1. Reconnaître ses devoirs est une obligation

A. LE DEVOIR MORAL S’IMPOSE

• Le devoir moral dit : « Tu dois », ou « tu ne dois pas ». Il prend la forme du commandement, dans la Bible, ou de l’« impératif », chez Kant.

• Le devoir comme « impératif catégorique » ne se discute pas ; il est inconditionné et désintéressé. Il s’impose à ma volonté comme obligation non négociable. Kant soutient même qu’il ne peut y avoir de conflit des devoirs, donc que je n’ai même pas le choix entre plusieurs devoirs.

B. LA MISE EN QUESTION DU LIBRE ARBITRE

• La liberté se présente souvent comme liberté de choisir, ce qu’on appelle « libre arbitre ». Or, s’il est vrai que je suis libre de choisir de faire ou de ne pas faire mon devoir, je ne choisis pas le devoir lui-même qui, on l’a vu, s’impose à moi par la voix de Dieu, de la conscience, ou de la raison.

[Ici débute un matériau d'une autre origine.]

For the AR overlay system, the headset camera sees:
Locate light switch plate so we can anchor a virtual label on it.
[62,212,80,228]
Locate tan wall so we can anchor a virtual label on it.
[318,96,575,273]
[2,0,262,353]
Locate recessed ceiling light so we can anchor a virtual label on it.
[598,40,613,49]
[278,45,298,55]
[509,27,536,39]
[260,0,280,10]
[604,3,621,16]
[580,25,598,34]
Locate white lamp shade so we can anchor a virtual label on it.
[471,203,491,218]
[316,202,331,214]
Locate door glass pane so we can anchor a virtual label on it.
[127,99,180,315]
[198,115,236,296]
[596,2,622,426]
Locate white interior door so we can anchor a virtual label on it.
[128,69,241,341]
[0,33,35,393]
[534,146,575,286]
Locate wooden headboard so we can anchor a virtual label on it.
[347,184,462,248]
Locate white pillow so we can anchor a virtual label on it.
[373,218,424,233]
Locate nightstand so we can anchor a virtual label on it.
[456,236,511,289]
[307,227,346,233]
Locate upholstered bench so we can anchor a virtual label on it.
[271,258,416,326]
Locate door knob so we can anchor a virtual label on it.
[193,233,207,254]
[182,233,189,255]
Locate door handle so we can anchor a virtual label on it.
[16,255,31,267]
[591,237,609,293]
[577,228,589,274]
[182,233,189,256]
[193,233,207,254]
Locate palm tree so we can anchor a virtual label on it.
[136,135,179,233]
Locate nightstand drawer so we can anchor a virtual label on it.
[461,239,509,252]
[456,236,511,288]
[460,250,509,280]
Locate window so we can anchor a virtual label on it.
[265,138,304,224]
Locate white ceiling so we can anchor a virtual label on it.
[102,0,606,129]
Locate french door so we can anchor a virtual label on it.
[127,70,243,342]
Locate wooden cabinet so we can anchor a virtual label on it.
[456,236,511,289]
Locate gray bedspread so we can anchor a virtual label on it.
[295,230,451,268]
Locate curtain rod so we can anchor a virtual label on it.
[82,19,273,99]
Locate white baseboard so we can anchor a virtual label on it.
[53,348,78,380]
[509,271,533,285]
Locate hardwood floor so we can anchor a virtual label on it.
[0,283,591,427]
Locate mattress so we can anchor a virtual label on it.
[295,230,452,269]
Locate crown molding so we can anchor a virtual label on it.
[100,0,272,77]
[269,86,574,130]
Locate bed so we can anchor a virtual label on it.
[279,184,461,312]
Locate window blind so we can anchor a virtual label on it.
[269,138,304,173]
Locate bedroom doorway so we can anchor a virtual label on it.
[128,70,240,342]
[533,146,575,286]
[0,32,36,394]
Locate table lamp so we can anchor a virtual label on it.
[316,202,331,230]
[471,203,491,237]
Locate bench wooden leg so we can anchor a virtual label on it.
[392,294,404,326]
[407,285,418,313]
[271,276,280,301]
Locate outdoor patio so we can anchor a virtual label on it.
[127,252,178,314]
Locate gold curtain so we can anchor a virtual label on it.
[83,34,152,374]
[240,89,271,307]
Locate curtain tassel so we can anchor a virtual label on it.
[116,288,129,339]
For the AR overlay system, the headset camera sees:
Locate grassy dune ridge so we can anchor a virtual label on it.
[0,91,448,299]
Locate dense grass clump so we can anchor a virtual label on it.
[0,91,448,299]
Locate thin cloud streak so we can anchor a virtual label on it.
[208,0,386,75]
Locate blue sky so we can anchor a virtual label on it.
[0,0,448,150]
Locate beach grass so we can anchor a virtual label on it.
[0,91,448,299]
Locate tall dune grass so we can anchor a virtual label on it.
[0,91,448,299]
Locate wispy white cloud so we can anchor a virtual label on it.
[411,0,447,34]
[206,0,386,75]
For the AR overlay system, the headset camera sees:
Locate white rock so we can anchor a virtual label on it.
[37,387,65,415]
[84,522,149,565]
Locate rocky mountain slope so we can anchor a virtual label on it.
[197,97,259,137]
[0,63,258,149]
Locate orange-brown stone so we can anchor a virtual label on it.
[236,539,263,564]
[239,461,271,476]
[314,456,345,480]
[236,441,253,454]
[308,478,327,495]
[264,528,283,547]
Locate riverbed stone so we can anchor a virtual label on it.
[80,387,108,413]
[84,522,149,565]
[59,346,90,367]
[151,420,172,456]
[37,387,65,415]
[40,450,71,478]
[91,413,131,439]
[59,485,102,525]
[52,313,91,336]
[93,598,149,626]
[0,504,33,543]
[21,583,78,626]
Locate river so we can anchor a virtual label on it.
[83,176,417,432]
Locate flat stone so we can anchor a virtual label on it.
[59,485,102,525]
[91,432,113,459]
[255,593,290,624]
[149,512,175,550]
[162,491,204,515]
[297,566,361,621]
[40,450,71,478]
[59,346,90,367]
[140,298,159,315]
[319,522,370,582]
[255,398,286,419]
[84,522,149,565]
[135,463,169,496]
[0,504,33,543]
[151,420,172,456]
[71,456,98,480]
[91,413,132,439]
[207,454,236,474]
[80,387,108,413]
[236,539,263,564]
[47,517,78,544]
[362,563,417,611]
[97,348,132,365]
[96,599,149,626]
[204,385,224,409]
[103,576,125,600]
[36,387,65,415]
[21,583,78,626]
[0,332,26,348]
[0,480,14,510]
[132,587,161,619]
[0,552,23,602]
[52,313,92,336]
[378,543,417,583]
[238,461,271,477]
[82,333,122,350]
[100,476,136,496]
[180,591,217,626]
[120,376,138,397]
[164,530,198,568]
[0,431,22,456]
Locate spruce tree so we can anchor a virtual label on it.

• De ce fait, le libre arbitre peut bien exister avant l’acte moral, liberté de le faire ou pas. Mais dans le contenu du devoir et dans sa réalisation même, le libre arbitre est aboli : je ne choisis pas mon devoir, ni ne choisis de ne pas le faire pendant que je le fais conformément à l’évidence du devoir.

2. Pourtant le devoir est signe de liberté

A. LA LIBERTÉ, POSTULAT DE L’ACTE MORAL

• Le devoir n’est moral que s’il est l’œuvre d’une volonté libre. La machine ou l’animal ne sont pas capables de devoir moral, car ils sont déterminés par l’instinct ou le mécanisme.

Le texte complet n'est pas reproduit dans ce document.